"Our right to marry is of paramount importance ,whether you as an individual gay person listening to me right now, want to get married now or ever. It is important because when a country has different laws for different categories of people, it sends its population a message. That the different group of people with lesser rights are somehow inferior, and less deserving of respect, and in fact, not wholly human. And that message is heard loud and clear by the worst elements of our society. It instructs them that if they are looking for someone to bully or beat or even kill, if they are looking for someone vulnerable to pray upon, gay people are a ready target.
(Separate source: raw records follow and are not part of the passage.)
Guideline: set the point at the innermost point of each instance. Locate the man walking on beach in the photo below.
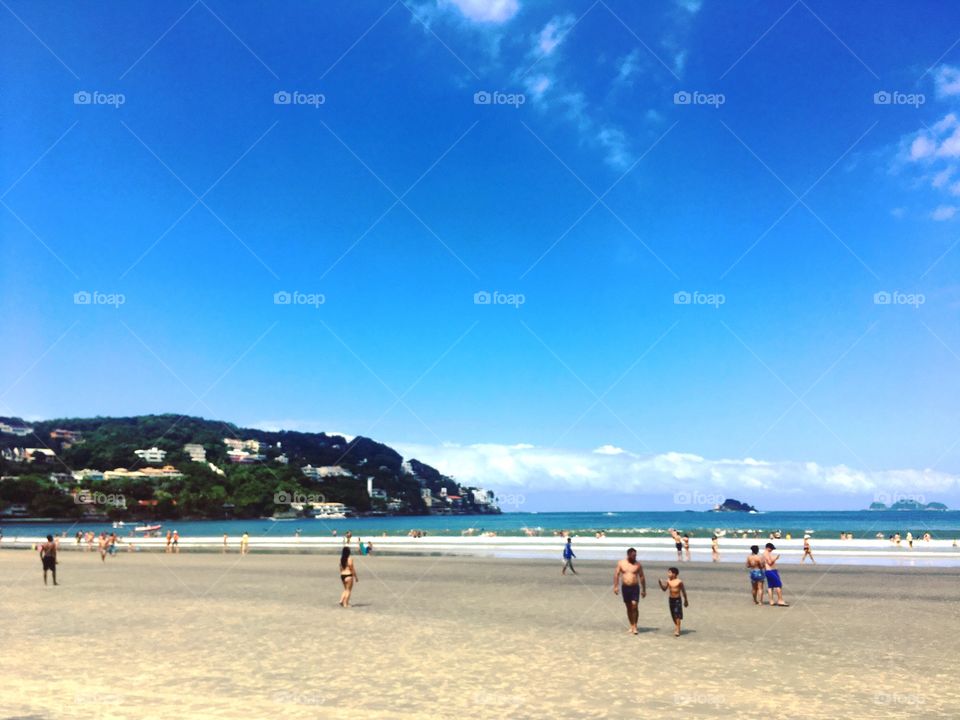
(48, 556)
(773, 576)
(634, 586)
(678, 542)
(568, 557)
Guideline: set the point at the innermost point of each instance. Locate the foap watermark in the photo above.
(901, 699)
(698, 698)
(297, 498)
(86, 497)
(490, 698)
(484, 297)
(314, 100)
(683, 297)
(298, 697)
(284, 297)
(914, 300)
(684, 97)
(695, 497)
(895, 97)
(511, 500)
(85, 297)
(95, 97)
(483, 97)
(95, 698)
(898, 497)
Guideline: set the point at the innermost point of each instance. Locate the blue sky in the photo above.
(146, 158)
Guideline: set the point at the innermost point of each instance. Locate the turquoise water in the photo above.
(863, 524)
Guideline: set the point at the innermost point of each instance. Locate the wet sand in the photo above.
(149, 635)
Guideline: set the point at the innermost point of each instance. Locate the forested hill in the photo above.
(243, 472)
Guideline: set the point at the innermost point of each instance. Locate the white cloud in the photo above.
(942, 177)
(538, 85)
(484, 11)
(679, 61)
(944, 212)
(614, 141)
(605, 469)
(629, 66)
(922, 147)
(947, 81)
(553, 33)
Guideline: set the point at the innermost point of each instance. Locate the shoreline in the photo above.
(933, 553)
(212, 636)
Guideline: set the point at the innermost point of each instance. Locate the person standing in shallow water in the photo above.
(634, 586)
(568, 557)
(48, 556)
(774, 584)
(755, 567)
(348, 576)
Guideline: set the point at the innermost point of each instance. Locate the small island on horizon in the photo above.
(731, 505)
(908, 504)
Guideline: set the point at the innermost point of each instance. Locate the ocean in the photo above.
(822, 525)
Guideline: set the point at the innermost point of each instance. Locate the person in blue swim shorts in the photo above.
(774, 584)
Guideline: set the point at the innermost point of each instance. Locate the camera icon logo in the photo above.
(882, 98)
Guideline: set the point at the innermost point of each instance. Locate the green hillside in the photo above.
(46, 482)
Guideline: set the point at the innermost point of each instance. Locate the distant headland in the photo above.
(908, 504)
(151, 467)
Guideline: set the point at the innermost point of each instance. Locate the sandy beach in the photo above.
(148, 635)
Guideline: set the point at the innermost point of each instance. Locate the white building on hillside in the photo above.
(197, 452)
(153, 455)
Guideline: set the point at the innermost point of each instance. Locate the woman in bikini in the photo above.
(348, 576)
(755, 566)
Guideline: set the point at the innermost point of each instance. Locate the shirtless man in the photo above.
(773, 576)
(755, 567)
(634, 586)
(678, 541)
(48, 556)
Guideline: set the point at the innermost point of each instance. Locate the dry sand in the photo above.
(207, 635)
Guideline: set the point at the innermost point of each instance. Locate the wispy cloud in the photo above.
(552, 34)
(612, 469)
(944, 212)
(947, 81)
(483, 11)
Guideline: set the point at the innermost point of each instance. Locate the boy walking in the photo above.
(568, 557)
(677, 598)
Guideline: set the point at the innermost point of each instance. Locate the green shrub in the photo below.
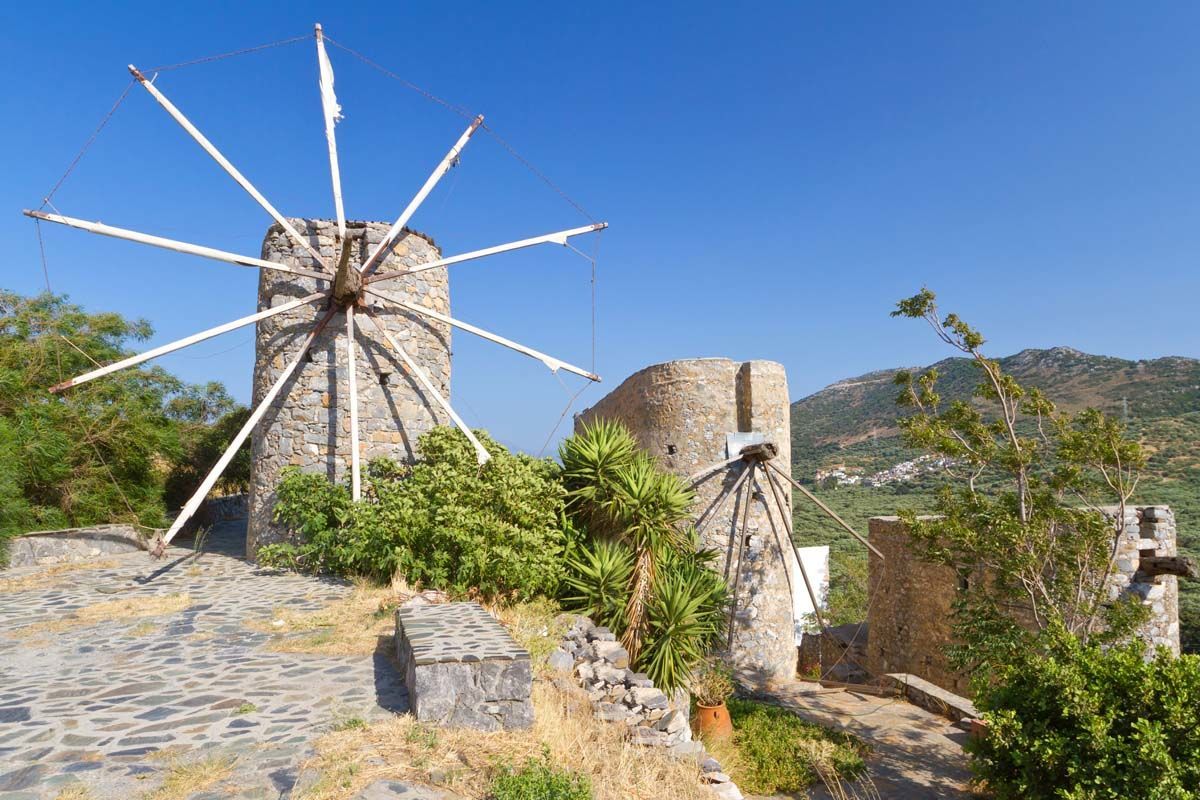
(1078, 722)
(777, 752)
(444, 522)
(540, 780)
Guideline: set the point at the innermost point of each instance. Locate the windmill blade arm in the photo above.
(195, 501)
(209, 148)
(557, 238)
(172, 244)
(551, 362)
(331, 112)
(481, 453)
(443, 167)
(186, 342)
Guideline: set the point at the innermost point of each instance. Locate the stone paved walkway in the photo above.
(112, 704)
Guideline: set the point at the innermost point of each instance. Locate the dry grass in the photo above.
(355, 625)
(108, 612)
(185, 779)
(49, 575)
(466, 762)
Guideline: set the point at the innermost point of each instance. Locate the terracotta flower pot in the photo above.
(713, 721)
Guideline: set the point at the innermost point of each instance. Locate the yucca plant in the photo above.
(647, 507)
(598, 582)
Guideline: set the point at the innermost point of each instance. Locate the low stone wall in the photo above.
(462, 668)
(598, 663)
(73, 545)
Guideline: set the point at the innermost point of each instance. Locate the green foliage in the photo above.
(444, 523)
(1035, 547)
(1073, 721)
(540, 780)
(97, 452)
(637, 567)
(778, 752)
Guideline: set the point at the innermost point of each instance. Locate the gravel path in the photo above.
(117, 703)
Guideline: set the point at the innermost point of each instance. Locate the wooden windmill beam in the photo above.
(557, 238)
(826, 509)
(186, 341)
(397, 227)
(195, 501)
(172, 244)
(551, 362)
(201, 139)
(481, 453)
(777, 493)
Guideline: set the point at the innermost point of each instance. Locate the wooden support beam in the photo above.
(397, 227)
(551, 362)
(195, 501)
(481, 453)
(209, 148)
(826, 509)
(186, 341)
(558, 238)
(173, 245)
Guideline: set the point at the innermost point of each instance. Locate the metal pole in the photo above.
(742, 547)
(353, 386)
(551, 362)
(231, 451)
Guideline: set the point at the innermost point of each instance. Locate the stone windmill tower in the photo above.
(353, 328)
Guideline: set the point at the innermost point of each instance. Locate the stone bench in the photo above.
(462, 668)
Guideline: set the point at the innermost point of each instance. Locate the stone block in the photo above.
(462, 668)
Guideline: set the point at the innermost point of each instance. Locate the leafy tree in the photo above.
(444, 522)
(1036, 548)
(1073, 721)
(97, 452)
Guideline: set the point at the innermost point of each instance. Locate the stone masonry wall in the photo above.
(681, 411)
(910, 623)
(307, 426)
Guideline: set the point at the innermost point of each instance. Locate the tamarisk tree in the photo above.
(1031, 515)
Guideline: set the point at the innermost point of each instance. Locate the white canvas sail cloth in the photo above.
(328, 98)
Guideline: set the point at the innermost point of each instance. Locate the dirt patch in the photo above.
(466, 762)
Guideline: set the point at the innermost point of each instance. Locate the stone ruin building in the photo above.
(307, 426)
(909, 626)
(684, 413)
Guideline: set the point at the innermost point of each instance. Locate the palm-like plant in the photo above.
(647, 507)
(621, 494)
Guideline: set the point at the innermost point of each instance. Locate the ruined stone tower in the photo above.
(307, 425)
(682, 413)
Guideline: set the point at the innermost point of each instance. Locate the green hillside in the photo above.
(852, 425)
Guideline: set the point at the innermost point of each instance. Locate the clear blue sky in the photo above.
(775, 175)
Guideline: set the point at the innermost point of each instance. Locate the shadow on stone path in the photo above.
(112, 704)
(916, 755)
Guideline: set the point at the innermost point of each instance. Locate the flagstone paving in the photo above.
(115, 704)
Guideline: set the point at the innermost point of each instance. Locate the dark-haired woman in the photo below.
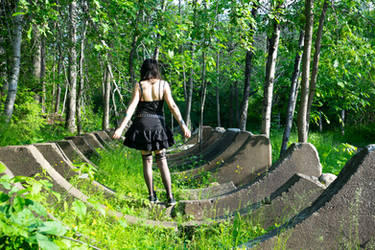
(148, 131)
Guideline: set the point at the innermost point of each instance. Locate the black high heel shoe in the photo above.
(153, 198)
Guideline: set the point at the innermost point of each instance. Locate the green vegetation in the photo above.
(121, 169)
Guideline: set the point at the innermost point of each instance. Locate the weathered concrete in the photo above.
(28, 161)
(103, 135)
(210, 152)
(299, 157)
(210, 137)
(299, 192)
(209, 192)
(197, 149)
(83, 146)
(101, 140)
(254, 158)
(72, 152)
(326, 179)
(205, 133)
(93, 141)
(8, 172)
(342, 217)
(60, 162)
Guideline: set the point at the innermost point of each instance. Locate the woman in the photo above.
(148, 132)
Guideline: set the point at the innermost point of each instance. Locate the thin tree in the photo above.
(160, 18)
(72, 103)
(106, 95)
(315, 66)
(302, 112)
(81, 69)
(15, 70)
(292, 95)
(246, 88)
(270, 75)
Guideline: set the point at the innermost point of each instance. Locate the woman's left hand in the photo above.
(117, 133)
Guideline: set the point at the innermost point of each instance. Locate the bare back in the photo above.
(151, 90)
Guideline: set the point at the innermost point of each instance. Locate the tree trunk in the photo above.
(320, 122)
(157, 47)
(203, 98)
(131, 59)
(71, 111)
(246, 87)
(81, 74)
(217, 91)
(292, 95)
(315, 66)
(37, 52)
(15, 70)
(237, 112)
(42, 73)
(106, 100)
(189, 99)
(231, 109)
(342, 122)
(270, 76)
(302, 112)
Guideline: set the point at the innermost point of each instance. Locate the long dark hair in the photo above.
(150, 70)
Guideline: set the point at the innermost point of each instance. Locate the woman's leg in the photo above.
(161, 161)
(147, 171)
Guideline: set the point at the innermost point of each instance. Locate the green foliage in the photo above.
(23, 219)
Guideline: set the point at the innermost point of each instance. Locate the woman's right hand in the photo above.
(186, 131)
(117, 133)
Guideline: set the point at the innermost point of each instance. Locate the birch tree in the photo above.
(302, 112)
(15, 70)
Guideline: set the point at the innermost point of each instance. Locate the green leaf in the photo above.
(53, 227)
(4, 197)
(46, 243)
(18, 13)
(80, 208)
(2, 168)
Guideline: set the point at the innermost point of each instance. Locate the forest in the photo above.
(243, 64)
(287, 69)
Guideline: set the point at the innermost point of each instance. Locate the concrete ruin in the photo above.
(299, 158)
(342, 217)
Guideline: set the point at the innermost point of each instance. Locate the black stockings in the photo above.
(147, 172)
(161, 161)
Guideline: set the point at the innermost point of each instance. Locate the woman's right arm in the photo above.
(175, 111)
(129, 113)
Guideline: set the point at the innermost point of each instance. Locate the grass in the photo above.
(334, 149)
(121, 170)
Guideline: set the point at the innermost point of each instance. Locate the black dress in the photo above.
(148, 131)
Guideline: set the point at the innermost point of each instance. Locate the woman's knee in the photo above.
(160, 155)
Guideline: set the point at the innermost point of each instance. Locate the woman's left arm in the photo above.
(129, 113)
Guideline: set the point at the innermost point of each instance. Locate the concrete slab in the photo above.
(252, 159)
(72, 152)
(28, 161)
(102, 140)
(8, 172)
(93, 141)
(103, 135)
(210, 152)
(262, 187)
(342, 217)
(60, 162)
(207, 140)
(299, 192)
(197, 149)
(209, 192)
(87, 149)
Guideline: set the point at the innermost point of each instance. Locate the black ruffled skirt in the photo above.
(148, 134)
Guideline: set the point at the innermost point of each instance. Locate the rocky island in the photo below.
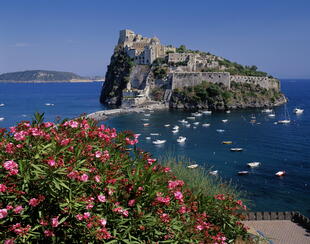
(143, 71)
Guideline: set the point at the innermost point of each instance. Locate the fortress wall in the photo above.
(264, 82)
(186, 79)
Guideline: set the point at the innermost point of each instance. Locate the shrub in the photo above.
(77, 182)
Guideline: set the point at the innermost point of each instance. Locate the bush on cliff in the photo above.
(76, 182)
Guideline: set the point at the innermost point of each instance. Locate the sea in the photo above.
(277, 146)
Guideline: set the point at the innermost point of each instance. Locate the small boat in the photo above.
(267, 110)
(253, 164)
(298, 111)
(192, 166)
(158, 142)
(205, 125)
(236, 149)
(207, 112)
(280, 173)
(214, 172)
(181, 139)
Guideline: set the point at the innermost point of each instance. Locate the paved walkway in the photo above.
(281, 231)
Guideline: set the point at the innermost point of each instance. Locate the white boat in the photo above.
(254, 164)
(206, 125)
(214, 172)
(207, 112)
(298, 111)
(181, 139)
(236, 149)
(158, 142)
(192, 166)
(267, 110)
(280, 173)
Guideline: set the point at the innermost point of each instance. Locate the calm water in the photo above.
(278, 147)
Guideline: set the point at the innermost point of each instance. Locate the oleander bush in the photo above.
(76, 182)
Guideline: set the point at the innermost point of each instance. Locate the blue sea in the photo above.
(277, 147)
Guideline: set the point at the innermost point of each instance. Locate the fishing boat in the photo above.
(158, 142)
(236, 149)
(280, 173)
(253, 164)
(298, 111)
(214, 172)
(205, 125)
(181, 139)
(192, 166)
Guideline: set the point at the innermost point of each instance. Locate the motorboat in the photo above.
(298, 111)
(205, 125)
(267, 110)
(207, 112)
(158, 142)
(192, 166)
(181, 139)
(280, 173)
(236, 149)
(214, 172)
(253, 164)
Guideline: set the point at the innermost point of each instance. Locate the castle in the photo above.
(184, 69)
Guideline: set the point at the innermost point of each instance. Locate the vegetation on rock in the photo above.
(76, 182)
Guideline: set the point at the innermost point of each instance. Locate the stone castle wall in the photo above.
(186, 79)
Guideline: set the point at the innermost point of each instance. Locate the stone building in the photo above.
(142, 50)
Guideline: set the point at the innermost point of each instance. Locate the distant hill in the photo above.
(40, 75)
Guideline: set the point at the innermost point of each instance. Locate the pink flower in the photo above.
(18, 209)
(34, 202)
(101, 198)
(3, 188)
(49, 233)
(84, 177)
(3, 213)
(131, 202)
(55, 221)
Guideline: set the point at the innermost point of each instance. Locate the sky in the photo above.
(79, 35)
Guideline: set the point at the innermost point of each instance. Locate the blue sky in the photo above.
(79, 35)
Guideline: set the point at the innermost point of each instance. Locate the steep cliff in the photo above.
(116, 78)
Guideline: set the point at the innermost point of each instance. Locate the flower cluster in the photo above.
(79, 181)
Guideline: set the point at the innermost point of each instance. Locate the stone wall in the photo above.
(264, 82)
(186, 79)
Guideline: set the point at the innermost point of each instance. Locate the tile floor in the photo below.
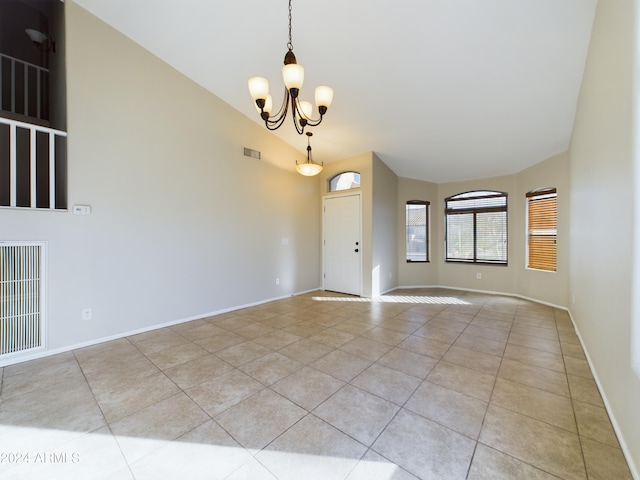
(419, 384)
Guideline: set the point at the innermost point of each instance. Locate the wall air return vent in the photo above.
(21, 296)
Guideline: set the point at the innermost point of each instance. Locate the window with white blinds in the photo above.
(476, 227)
(542, 229)
(417, 231)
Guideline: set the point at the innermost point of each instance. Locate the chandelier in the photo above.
(309, 168)
(293, 76)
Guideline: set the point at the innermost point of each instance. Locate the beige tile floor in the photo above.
(425, 383)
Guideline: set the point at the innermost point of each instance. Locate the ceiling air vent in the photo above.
(251, 153)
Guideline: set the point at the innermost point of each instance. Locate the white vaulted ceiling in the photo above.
(441, 90)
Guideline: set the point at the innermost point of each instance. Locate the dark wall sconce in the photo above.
(41, 40)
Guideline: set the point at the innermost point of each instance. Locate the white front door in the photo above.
(342, 244)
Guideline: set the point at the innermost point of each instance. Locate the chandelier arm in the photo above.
(296, 116)
(314, 123)
(278, 118)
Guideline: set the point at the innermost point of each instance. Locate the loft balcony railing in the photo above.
(24, 87)
(33, 166)
(33, 156)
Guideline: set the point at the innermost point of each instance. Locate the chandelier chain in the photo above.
(290, 43)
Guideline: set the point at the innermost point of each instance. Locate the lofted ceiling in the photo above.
(440, 90)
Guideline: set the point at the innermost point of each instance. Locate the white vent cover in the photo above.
(21, 296)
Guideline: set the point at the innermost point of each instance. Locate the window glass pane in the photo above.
(344, 181)
(542, 230)
(417, 231)
(491, 236)
(460, 236)
(476, 224)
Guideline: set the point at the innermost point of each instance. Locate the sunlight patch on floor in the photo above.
(30, 453)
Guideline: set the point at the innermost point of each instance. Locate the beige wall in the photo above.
(182, 223)
(384, 270)
(516, 279)
(601, 241)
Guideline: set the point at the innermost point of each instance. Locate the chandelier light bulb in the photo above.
(293, 78)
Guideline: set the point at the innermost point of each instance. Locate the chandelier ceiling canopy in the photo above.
(301, 110)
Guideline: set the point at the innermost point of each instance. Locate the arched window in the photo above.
(344, 181)
(542, 229)
(476, 227)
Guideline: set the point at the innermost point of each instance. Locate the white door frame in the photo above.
(329, 197)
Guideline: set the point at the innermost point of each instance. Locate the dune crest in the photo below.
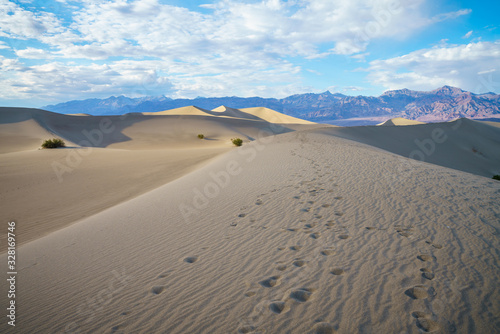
(399, 121)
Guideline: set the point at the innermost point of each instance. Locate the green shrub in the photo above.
(53, 143)
(237, 141)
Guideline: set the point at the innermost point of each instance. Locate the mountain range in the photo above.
(442, 104)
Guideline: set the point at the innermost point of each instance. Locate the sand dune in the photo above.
(302, 232)
(399, 121)
(466, 145)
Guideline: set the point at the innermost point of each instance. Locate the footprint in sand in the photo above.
(156, 290)
(299, 263)
(424, 323)
(246, 329)
(424, 257)
(337, 271)
(281, 267)
(418, 292)
(301, 295)
(270, 282)
(437, 246)
(427, 325)
(191, 259)
(278, 307)
(327, 252)
(250, 293)
(426, 273)
(323, 328)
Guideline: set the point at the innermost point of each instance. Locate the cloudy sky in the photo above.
(58, 50)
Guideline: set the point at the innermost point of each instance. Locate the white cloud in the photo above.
(16, 22)
(33, 53)
(455, 65)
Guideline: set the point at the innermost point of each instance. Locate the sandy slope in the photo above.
(302, 233)
(466, 145)
(131, 154)
(399, 121)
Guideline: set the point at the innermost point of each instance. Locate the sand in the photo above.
(301, 232)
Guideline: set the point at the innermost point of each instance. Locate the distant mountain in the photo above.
(442, 104)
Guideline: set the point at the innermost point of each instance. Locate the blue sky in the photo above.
(54, 51)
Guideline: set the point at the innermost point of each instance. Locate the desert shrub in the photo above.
(53, 143)
(237, 141)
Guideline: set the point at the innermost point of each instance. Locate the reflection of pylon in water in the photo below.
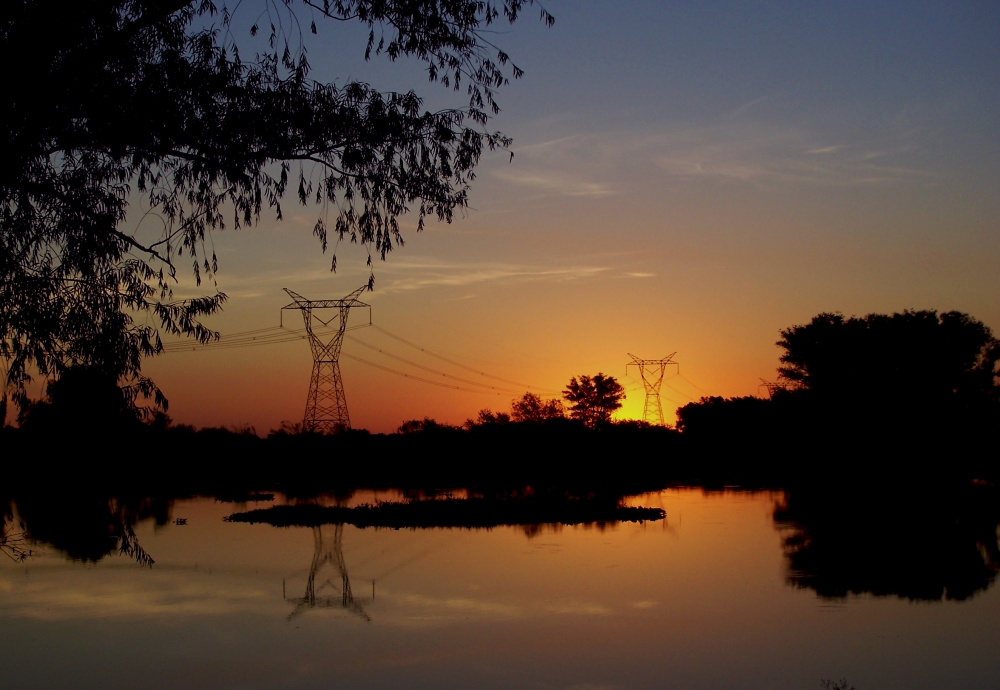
(315, 596)
(651, 371)
(326, 404)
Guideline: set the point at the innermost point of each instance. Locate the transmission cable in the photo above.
(548, 391)
(411, 376)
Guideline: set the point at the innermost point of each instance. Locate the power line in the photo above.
(429, 369)
(458, 364)
(411, 376)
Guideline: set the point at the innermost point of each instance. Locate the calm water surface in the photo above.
(700, 600)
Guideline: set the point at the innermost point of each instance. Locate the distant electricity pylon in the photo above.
(775, 387)
(326, 405)
(651, 371)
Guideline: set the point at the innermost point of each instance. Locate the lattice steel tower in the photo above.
(651, 371)
(326, 405)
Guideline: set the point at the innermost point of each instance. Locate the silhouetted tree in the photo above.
(116, 101)
(721, 419)
(84, 398)
(532, 408)
(593, 399)
(916, 368)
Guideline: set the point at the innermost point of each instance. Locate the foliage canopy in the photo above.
(594, 399)
(153, 102)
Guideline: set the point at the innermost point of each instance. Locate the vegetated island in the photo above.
(468, 513)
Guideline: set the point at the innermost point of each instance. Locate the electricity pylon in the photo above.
(775, 387)
(651, 371)
(326, 405)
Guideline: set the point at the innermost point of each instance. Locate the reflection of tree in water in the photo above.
(88, 528)
(918, 545)
(13, 542)
(327, 551)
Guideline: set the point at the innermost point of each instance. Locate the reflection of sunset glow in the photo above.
(700, 598)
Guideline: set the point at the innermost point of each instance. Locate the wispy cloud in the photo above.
(416, 274)
(552, 183)
(602, 164)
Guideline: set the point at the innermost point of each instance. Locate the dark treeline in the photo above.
(469, 513)
(880, 437)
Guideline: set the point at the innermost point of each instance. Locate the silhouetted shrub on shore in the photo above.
(451, 512)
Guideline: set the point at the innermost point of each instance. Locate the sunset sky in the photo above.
(687, 177)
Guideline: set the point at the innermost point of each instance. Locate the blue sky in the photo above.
(687, 176)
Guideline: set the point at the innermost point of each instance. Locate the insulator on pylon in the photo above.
(651, 371)
(326, 404)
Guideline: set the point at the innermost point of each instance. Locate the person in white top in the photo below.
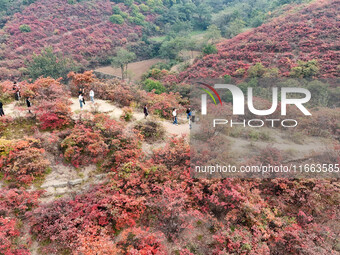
(174, 114)
(81, 101)
(92, 95)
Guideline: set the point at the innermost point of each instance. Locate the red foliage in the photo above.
(81, 31)
(84, 146)
(305, 34)
(14, 203)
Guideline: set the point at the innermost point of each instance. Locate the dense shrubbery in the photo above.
(84, 146)
(22, 161)
(288, 43)
(152, 131)
(14, 203)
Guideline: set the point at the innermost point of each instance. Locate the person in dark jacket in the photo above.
(1, 109)
(29, 104)
(146, 111)
(188, 113)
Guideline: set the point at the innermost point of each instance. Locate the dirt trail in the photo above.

"And that is why this movement is not just about our ability to get married, it's not just about our ability to have a party, it's not even about our ability to stand publicly and announce our love to the person we want to spend the rest of our life with. It's about demanding equal rights, equal responsibilities, equal opportunities, equal treatment, and equal protection under the law so that we can herald in a day when no parent will ever have to endure what our next speaker has endured. ladies and gentlemen, Judy Shepherd [the mother of Matthew Shepherd]."
If our government separates its citizens in terms of the law, they are making a statement about the people it has divided. It singles those out and, whether intentional or unintentional, labels them unworthy, undesirable, and un-American. I'm tired of being told I'm a political eyesore, that I'm not worth a mention from a fearful President, that I'm not good enough to serve my country, that I'm the target of redneck police departments that want to have some fun at my expense....I have been told all my life from others that I am nothing but a sissy worthless faggot whose only value is being a punching bag, an object of ridicule, an object of hate in the name of Jesus Christ. I have had it up to goddamn here.
I am a tax paying, law abiding, contributing member of the United States of America. And I refuse to be told I'm less than any longer.